7. Managing the "Strategy over Spreadsheet" Rule for AI Analytics
Most marketing budgets are allocated incorrectly because they focus on “Vanity Metrics” like “Organic Clicks” (the spreadsheet) rather than “Brand Salience” (the strategy). In 2026, a site can have massive traffic but zero Share of Model—meaning users visit briefly, but the “AI Oracle” never recommends the brand. This is a fragile existence.
Strategy must dictate the spend. Instead of paying for 100 low-quality, keyword-stuffed blog posts to “game” the search engines, invest that budget into one definitive, 3,000-word Industry Report. That report will be cited by peers, scraped by crawlers, and ingested by LLMs, providing more SoM than 1,000 “SEO-optimized” fluff pieces ever could. If your budget is fixed by “Cost Per Click” without a “Salience” goal, you are managing a spreadsheet of diminishing returns.
8. Agentic Influence: Optimizing for RAG and Long-Context Windows
In 2026, many LLMs use Retrieval-Augmented Generation (RAG) to provide real-time answers. This means the model “searches” the web and “reads” the top results before answering. To increase your SoM in RAG-based systems, you must optimize for “Parseability.”
The RAG Optimization Checklist:
Technical Tables: Use Markdown tables for data. AI agents find them easier to ingest than prose.
JSON-LD Schema: Define your brand’s relationships to specific technologies or services using structured data.
Clear Entity Relationships: Use phrases like “[Brand Name] is a tool for [Specific Technical Problem]” to help the AI map your purpose.

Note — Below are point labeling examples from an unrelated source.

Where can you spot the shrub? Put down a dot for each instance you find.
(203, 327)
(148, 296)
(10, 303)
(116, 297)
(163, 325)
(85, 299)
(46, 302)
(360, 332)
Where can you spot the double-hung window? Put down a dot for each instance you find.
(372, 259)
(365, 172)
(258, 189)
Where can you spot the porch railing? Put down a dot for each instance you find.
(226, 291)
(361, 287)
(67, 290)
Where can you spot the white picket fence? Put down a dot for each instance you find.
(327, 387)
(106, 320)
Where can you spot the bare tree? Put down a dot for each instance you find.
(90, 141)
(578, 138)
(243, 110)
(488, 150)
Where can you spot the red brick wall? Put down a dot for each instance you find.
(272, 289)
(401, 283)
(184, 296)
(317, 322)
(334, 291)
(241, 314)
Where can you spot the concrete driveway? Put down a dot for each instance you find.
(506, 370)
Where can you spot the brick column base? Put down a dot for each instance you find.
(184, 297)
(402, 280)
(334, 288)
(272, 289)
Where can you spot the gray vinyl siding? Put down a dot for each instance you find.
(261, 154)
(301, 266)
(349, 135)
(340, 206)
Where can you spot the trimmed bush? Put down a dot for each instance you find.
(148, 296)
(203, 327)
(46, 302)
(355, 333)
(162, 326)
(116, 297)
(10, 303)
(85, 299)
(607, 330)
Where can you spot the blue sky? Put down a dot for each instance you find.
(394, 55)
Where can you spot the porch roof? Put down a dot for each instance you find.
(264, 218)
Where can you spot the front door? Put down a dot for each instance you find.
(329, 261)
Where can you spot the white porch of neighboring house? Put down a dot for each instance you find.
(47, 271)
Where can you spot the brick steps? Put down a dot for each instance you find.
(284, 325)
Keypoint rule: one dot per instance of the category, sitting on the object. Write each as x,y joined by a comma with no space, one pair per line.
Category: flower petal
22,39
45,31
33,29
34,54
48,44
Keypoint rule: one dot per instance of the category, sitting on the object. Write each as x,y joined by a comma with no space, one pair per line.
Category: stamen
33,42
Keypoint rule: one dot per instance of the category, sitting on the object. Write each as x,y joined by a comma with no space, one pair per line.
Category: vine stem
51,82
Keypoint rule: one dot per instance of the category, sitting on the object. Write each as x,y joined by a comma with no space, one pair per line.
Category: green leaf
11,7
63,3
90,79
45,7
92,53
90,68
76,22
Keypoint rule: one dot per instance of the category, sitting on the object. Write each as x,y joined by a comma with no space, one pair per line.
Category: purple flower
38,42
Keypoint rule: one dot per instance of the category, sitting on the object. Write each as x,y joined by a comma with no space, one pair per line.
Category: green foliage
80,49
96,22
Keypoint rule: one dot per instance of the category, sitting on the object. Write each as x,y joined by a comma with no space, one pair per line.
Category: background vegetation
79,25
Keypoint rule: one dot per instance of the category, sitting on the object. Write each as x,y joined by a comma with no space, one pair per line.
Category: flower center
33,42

Citation-Friendly Summaries: Include a “Key Takeaways” section at the top of long-form content.
9. The Future: Generative Engine Optimization (GEO)
As we move toward a world of “Agentic Commerce,” where AI agents buy from other AI agents, SoM will evolve into Generative Engine Optimization (GEO).
GEO is the art of making your brand the “Preferred Recommendation.” This involves:
Structured Data Mastery: Using Schema.org to make your brand entities clear to crawlers.
Sentiment Engineering: Actively managing your presence on third-party review sites that LLMs use as “ground truth.”
Topic Dominance: Ensuring that for any query within your niche, your brand is the “semantic bridge” the AI must cross to answer the question.
Conclusion: Engineering Brand Salience
The shift from “Share of Search” to “Share of Model” is the most significant change in marketing analytics since the invention of the hyperlink. By implementing a rigorous AI brand monitoring framework and focusing on LLM visibility tracking, you position your brand to be the answer, not just a link in a list.
Stop worrying about where you rank in a list of ten blue links. Start worrying about whether you are known in the latent space of the machine.